The son of a methodist preacher, he had served time as a popular school teacher, and on retirement went to lodge in the two rooms up at the remote Huntingdon Warren. When winter approached he would look for lodgings in Buckfastleigh, advertising in the Western Morning News. Those who visited him described his dwellings as “indescribably derelict” – a kind of two-roomed cave, decorated liberally with the remains of an aircraft that had crashed outside. Still, his peat fire was merry enough, where he would endlessly place toast onto the glowing peat and remove with skill at just the right moment, or slurp a constant supply of his industrial strength tea, thickened with oatmeal. He was known to be immensely strong and very fit. Not just content with early morning wander for breakfast and firewood, he often went further at night. With the bone-white stars overhead or the un-toppable beauty of a Devon spring dusk, he would stride down to the pubs of Ivybridge for warmth and companionship. When he had had his fill of the red beer, he would wend his long way home via the disused railway track from Cantrell to Redlake.

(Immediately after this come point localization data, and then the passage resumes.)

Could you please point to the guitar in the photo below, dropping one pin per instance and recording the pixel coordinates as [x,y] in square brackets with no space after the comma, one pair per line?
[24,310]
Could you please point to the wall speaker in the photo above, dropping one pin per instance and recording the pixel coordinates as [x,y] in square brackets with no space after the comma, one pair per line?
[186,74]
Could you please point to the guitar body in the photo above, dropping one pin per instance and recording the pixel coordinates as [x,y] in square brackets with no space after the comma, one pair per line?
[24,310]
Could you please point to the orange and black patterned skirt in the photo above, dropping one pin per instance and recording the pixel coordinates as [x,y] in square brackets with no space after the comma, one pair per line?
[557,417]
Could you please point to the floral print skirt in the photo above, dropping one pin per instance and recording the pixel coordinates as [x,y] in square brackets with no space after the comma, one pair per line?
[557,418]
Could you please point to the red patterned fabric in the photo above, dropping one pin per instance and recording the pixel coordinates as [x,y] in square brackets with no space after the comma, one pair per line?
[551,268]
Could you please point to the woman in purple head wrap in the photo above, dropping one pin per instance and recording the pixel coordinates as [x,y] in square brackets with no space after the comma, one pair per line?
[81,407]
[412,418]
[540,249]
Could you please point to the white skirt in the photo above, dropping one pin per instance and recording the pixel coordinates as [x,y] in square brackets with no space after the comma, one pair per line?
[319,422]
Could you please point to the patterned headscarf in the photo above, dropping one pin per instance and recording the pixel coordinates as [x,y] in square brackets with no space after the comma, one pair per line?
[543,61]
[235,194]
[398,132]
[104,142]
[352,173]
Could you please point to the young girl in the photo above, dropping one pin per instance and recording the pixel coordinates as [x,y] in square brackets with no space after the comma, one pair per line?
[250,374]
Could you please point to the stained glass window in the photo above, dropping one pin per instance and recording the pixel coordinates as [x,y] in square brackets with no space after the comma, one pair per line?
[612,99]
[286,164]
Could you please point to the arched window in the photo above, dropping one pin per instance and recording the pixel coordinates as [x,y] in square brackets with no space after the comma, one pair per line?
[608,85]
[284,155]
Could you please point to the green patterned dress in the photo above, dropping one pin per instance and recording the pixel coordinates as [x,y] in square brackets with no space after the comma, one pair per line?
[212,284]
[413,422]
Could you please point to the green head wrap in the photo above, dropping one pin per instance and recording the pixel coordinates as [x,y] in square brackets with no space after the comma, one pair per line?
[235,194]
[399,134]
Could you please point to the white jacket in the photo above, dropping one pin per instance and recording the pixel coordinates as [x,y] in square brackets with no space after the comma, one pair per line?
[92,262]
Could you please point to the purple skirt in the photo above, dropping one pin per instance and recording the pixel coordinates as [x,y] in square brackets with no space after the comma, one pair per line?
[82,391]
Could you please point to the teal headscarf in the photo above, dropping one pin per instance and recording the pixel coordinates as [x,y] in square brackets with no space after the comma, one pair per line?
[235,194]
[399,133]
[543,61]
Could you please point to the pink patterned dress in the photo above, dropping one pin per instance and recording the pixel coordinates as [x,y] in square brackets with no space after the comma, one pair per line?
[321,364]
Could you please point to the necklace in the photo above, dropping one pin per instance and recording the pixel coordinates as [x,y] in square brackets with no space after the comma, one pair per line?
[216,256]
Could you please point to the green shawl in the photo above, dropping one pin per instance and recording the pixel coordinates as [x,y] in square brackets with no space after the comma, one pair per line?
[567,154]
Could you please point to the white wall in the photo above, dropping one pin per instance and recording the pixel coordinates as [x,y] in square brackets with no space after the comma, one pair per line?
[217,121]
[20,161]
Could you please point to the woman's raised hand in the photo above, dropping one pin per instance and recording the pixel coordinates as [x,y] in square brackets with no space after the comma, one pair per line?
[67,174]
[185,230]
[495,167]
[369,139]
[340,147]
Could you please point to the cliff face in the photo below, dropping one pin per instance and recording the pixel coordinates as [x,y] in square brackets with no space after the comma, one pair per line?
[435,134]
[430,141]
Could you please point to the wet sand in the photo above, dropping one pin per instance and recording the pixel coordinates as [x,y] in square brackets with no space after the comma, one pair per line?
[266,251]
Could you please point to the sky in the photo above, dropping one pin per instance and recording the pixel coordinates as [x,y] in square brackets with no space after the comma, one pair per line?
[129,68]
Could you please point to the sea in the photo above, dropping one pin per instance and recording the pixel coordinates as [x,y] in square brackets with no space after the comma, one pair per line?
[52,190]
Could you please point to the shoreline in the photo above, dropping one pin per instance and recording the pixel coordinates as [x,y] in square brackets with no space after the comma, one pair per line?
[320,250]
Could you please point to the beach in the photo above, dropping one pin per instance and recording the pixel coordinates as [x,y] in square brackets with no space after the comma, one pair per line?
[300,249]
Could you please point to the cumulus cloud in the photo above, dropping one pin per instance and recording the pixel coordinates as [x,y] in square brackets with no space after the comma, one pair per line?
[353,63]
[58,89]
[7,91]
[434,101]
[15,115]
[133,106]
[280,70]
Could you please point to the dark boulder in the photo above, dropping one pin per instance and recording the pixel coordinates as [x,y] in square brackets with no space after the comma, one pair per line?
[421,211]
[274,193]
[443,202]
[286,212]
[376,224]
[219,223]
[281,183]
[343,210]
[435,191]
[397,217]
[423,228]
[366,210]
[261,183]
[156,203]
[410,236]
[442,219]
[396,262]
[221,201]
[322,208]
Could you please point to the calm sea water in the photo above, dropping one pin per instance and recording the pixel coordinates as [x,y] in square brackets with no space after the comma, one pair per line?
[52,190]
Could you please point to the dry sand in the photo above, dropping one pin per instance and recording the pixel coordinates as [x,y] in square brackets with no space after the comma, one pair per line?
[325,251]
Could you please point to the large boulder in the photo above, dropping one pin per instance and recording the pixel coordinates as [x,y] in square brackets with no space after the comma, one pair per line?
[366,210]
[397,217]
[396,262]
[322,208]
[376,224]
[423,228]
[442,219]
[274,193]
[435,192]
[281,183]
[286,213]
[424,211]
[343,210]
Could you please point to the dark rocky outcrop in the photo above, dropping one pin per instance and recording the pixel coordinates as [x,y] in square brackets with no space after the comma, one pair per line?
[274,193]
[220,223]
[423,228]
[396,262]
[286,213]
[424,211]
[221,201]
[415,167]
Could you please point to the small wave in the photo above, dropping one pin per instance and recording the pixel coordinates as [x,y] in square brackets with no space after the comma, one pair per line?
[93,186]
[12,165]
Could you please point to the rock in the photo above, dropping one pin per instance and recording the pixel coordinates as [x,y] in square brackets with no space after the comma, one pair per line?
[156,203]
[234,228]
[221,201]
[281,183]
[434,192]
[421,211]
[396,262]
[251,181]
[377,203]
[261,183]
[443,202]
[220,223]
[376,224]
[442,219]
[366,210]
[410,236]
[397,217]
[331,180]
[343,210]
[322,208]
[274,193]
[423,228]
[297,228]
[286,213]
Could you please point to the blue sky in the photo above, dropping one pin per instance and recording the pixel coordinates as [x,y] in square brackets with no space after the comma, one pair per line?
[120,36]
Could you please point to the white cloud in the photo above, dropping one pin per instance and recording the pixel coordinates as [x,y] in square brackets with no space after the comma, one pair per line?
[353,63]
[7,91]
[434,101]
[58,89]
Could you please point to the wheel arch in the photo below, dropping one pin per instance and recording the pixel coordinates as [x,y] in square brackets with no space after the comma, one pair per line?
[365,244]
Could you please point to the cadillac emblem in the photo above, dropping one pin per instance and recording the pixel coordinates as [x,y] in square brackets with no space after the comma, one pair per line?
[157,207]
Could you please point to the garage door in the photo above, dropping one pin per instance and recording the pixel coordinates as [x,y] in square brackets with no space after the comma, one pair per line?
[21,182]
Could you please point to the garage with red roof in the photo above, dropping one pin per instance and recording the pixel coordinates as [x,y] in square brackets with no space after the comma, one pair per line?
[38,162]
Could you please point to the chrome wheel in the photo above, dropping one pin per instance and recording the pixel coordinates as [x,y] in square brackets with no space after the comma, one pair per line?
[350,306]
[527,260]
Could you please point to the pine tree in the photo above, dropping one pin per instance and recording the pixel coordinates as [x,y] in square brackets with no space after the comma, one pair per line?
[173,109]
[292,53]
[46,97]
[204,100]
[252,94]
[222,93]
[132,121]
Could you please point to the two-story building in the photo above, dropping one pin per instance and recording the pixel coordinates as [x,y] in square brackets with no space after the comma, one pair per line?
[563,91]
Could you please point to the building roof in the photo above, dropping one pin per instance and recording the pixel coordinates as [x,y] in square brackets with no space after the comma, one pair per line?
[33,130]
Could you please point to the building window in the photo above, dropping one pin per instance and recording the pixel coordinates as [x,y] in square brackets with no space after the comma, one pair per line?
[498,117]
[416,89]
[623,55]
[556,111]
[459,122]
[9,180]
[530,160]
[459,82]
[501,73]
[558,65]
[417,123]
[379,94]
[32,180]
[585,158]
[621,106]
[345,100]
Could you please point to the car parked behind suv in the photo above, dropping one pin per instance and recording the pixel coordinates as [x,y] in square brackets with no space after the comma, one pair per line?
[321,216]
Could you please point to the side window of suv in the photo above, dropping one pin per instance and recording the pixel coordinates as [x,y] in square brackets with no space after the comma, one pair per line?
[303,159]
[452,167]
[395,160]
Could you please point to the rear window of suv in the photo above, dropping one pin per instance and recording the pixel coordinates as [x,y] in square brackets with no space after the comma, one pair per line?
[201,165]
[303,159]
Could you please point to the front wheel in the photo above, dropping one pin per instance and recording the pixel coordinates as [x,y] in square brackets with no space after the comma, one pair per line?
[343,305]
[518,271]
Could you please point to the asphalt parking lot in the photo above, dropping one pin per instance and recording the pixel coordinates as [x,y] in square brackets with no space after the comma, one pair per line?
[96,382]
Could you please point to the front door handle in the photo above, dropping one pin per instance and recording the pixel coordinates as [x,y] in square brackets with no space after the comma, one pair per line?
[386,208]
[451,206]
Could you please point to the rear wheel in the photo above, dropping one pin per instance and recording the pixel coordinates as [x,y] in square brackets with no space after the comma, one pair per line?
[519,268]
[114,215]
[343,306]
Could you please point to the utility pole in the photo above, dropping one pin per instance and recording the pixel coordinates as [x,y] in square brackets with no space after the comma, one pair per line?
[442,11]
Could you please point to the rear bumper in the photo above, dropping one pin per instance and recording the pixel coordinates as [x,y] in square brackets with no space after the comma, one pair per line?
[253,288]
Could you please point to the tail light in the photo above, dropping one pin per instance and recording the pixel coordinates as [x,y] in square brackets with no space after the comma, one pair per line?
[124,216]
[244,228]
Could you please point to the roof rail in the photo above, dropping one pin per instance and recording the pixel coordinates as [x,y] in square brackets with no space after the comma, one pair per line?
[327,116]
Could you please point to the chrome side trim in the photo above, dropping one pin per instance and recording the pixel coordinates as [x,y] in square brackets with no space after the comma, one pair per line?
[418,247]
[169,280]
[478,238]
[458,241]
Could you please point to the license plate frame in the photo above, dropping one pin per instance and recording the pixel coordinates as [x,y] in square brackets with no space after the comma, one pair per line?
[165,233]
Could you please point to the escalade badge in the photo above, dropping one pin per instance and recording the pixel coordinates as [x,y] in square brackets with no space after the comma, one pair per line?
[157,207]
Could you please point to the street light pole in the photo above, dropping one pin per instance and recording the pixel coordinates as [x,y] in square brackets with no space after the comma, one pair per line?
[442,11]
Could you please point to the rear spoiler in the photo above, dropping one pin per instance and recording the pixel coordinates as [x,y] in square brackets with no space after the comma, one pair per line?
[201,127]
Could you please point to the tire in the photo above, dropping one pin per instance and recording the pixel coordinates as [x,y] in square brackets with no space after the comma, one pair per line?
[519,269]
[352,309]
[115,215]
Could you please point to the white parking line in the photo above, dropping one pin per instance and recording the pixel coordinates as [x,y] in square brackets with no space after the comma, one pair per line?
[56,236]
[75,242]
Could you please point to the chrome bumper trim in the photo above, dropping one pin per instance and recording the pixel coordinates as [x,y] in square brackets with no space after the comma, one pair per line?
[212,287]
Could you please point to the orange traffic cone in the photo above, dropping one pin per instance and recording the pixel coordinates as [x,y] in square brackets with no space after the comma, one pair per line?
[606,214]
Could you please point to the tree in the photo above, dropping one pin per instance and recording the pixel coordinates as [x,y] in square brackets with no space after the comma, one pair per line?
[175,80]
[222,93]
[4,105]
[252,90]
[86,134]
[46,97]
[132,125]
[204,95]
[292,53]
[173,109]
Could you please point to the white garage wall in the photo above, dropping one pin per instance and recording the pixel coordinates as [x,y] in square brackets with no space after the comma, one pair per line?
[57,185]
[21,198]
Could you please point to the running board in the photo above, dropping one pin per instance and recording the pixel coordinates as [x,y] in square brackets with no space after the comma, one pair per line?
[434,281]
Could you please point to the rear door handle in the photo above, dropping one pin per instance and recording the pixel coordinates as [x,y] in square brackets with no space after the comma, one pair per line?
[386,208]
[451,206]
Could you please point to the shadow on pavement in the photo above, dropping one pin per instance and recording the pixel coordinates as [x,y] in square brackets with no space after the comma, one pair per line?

Such was his intelligence, such was his desire for simple company, he would sometimes write letters to himself to ensure a visit from the postman, who now visited twice a week. We can see now the startled expression of the postman leaning on the gate as this shiny eyed man of the moors talked lucidly and with depth about Greek philosophy, or gently turned over the meaning of the book of Luke. Although visually startling, those who knew him loved him. He was a true earth man, his knowledge of the localised region thorough, his relationship to it visceral and immediate, but his imagination far ranging, not bound with fear.

This man who made his way through life as a kind of storyteller – a preacher and a teacher - withdrew into the curly folds of the moors for his final years. But we know he yearned for company, loved it. As I have written before, the business of eldership (and surely he was one of a sort) is not just the gaze of the aged to the youth, but from the youth up to the aged. Something brilliant is freed in the elder, some blessing shoots back, as they absorb the respect their years should have appointed them. How many MooRoaMen and MooRoaWomen grow steadily duller in nursing homes without the keen eyes of youth pulling them back from the dreaming into this world, a world that needs the insights that arise slowly and with patience?

He innately understood the need for real edges for the soul’s survival (not just the body) – the fire that rarely went out, the autumn lightning storm, the gathering of the kindling, but also the warm reward of the smile over the café counter as they gave their order, the gaffers in the pub shuffling to pull out a chair for him when arriving from the darkening moor. I think in this brief description of Mr Symes we are looking at a true Devon Seannachai – one learned in story, weather and life, one who used high language for his daily bread, one who those old oral storytellers would have recognised in an instant.